Hanagatami (Obayashi Nobuhiko, 2017)
Obayashi Nobuhiko’s Hanagatami is the kind of maximalist masterpiece that simply has to been seen. A story about the lives of young people in a remote village in Japan in the months leading up to Pearl Harbor, it’s awash in the poetic dreams of youth, aswoon with love and death and poetry and moonlight. It’s unlike anything in contemporary cinema, the closest analogue in the English-speaking world is probably something like the early films of Guy Maddin, Archangel say, breathlessly romantic movies as much in love with the artifice of cinema as the young characters are alive to all the extremes of life.

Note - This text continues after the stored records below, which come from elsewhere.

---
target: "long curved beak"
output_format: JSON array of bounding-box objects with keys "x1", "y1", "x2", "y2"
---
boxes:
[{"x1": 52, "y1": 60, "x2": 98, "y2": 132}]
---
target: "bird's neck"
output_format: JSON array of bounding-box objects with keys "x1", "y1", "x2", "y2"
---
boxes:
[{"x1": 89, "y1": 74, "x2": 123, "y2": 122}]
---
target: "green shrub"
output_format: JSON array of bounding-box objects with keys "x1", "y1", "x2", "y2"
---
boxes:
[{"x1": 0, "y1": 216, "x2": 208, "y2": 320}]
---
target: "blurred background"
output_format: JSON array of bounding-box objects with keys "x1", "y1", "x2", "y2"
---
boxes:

Toshihiko is a young man who comes to live with his aunt in the coastal village. At school he meets the dashing and intense Ukai, a handsome and athletic man who swims in the ocean at night, and the decrepit and intense Kira, a creepy guy who wears ratty green robes and walks with a cane. Attracted to the positive qualities of both men, Ukai’s physical vigor and Kira’s indomitable will, Toshihiko befriends them both, along with a trio of young women: Kira’s quiet cousin Chitose, the daughter of the local restaurant owner Akine, and Toshihiko’s cousin Mina, who is dying of tuberculosis. Mina’s name is significant, as the film, though based on a 1937 novel by Kazuo Dan, is as much an adaptation of Dracula as anything else, with the war and its all-consuming ideology as the vampire sucking the blood out of Japan’s youth.
Obayashi packs the film with wild edits, eschewing traditional shot/reverse-shot in favor of a kind of shot/mirror-shot, where he swaps the positions of characters in a two shot and then cuts between them during dialogue. It’s an eerie effect, even more disorienting than his more obviously anti-realist choices: elaborate painted backgrounds, vibrant colors, old style composite shots and multiple exposures. Throughout, the film is scored operatically, ever-rising to a pitch of emotionality that can’t possibly resolve itself happily. The effect is overwhelming, as crushingly desperate as the lives of teenagers who know that before them lies nothing but their collective doom.
Obayashi is mostly known here as the director of the cult horror film Hausu, but the only other one of his films I’ve yet seen is 1986’s Bound for the Fields, the Mountains, and the Seacoast. I thought that film was crazy, but it isn’t half as audacious as Hanagatami. At 80 years old, Obayashi is still representing the best of what Japanese, and world, cinema has to offer.